The interviewer calls in the mathematician and asks, “What does two plus two equal?”
The mathematician replies, “Four.”
Then the interviewer calls in the statistician and asks the same question, “What does two plus two equal?”
The statistician says, “On average, four – give or take ten percent, but on average four.”
Then the interviewer calls in the accountant and poses the same question, “What does two plus two equal?”
The accountant gets up, locks the door, closes the shades, sits down next to the interviewer and says, “What do you want it to equal?”
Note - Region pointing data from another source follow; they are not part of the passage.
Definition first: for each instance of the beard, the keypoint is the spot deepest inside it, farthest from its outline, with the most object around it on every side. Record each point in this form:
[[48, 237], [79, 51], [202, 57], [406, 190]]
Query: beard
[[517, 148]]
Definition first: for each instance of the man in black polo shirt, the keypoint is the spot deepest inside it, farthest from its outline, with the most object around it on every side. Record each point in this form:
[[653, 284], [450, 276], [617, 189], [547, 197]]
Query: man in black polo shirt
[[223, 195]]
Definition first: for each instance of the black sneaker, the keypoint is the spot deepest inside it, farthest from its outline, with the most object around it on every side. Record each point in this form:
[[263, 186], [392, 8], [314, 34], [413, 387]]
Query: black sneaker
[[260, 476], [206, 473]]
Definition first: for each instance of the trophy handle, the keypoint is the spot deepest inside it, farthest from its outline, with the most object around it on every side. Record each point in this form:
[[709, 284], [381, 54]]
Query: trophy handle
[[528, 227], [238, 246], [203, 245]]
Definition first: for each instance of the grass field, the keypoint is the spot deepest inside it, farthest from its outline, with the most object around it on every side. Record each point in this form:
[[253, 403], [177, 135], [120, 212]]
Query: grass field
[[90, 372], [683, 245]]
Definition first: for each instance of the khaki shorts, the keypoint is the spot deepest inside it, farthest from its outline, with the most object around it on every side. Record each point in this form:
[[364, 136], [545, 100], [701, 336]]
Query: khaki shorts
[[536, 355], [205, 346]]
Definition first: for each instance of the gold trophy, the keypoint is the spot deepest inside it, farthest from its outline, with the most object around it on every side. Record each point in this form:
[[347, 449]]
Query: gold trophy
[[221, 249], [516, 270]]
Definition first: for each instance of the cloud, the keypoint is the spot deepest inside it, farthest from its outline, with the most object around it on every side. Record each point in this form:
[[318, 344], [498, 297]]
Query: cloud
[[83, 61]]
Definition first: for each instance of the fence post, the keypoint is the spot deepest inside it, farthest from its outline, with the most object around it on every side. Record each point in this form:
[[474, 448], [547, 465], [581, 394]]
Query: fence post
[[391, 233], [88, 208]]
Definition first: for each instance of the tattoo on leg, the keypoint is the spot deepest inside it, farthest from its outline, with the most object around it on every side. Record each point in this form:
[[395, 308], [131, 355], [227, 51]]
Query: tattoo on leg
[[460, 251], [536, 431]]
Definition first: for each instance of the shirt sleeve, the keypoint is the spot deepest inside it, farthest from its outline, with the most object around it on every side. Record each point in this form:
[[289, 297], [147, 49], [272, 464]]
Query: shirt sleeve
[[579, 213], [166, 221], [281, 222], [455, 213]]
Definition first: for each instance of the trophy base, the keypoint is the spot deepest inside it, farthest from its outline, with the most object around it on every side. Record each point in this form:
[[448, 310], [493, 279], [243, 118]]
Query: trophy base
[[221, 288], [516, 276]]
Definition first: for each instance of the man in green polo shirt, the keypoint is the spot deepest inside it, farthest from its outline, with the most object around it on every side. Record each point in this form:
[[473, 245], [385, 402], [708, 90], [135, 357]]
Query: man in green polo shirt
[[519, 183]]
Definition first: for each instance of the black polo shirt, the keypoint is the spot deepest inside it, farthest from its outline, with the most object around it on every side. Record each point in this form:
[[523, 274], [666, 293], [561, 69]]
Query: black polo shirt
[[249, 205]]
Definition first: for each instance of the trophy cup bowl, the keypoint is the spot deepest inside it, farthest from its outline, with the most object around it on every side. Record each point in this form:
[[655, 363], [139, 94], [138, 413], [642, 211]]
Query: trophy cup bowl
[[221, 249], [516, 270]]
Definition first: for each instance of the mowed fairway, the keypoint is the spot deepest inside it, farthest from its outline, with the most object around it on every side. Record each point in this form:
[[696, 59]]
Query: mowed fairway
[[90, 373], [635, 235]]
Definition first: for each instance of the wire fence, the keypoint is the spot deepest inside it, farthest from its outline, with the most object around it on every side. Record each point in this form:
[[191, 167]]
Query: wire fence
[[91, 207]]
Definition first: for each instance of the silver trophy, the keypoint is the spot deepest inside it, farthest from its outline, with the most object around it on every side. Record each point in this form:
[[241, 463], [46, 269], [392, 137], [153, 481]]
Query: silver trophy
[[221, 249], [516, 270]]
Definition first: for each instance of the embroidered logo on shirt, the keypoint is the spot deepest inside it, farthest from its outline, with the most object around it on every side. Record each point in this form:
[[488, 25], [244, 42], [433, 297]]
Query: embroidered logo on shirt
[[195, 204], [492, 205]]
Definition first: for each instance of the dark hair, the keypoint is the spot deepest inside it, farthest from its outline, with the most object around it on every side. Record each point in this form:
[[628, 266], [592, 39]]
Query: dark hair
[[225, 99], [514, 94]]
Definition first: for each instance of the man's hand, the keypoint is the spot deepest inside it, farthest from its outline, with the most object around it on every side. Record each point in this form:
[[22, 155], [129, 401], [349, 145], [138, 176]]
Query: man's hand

Five surgeons are discussing who makes the best patients to operate on. The first surgeon says, “I like to see accountants on my operating table, because when you open them up, everything inside is numbered.”
The second responds, “Yeah, but you should try electricians! Everything inside them is color coded.”
The third surgeon says, “No, I really think librarians are the best; everything inside them is in alphabetical order.”
The fourth surgeon chimes in: “You know, I like construction workers…those guys always understand when you have a few parts left over at the end, and when the job takes longer than you said it would.”
But the fifth surgeon shut them all up when he observed: “You’re all wrong. Politicians are the easiest to operate on. There’s no guts, no heart, and no spine, and the head and butt are interchangeable.”
- I just lost my job as a Psychic. I did not see that coming.
- I’m looking for a job where I am politely ignored and left to my own devices. With unlimited Internet access, doughnuts and coffee.
- If a job’s worth doing, it’s too hard.
- I love being a maze designer. I get completely lost in my work.
- I worked very hard to get to where I am in life. An unemployed university graduate.
- Inspecting mirrors is a job I could really see myself doing.
- Sure I’m willing to work longer hours at work. As long as they’re lunch hours.
- I think my job interview to be a bug sorter went well. I boxed all the right ticks.
- My first job was working in an orange juice factory, but I got canned, I couldn’t concentrate.
- Then I worked in the woods as a lumberjack, but I just couldn’t hack it, so they gave me the axe.
- After that I tried to be a tailor, but I just wasn’t suited for it. Mainly because it was a so-so job.
- Next I tried working in a muffler factory but that was exhausting.
- I wanted to be a barber, but I just couldn’t cut it.
- Then I tried to be a chef–figured it would add a little spice to my life but I just didn’t have the thyme.
- I attempted to be a deli worker, but any way I sliced it, I couldn’t cut the mustard.
- My best job was being a musician, but eventually I found I wasn’t noteworthy.
- I studied a long time to become a doctor, but I didn’t have any patients.
- I became a professional fisherman, but discovered that I couldn’t live on my net income.
- Thought about becoming a witch, so I tried that for a spell.
- I’m aspirin’ to be a chemist.
- I managed to get a good job working for a pool maintenance company, but the work was just too draining.
- I got a job at a zoo feeding giraffes but I was fired because I wasn’t up to it.
- I found being an electrician interesting, but the work was shocking.
- After many years of trying to find steady work I finally got a job as a historian until I realized there was no future in it.
- I applied for a job in Australia, but seems I don’t have the right koalifications.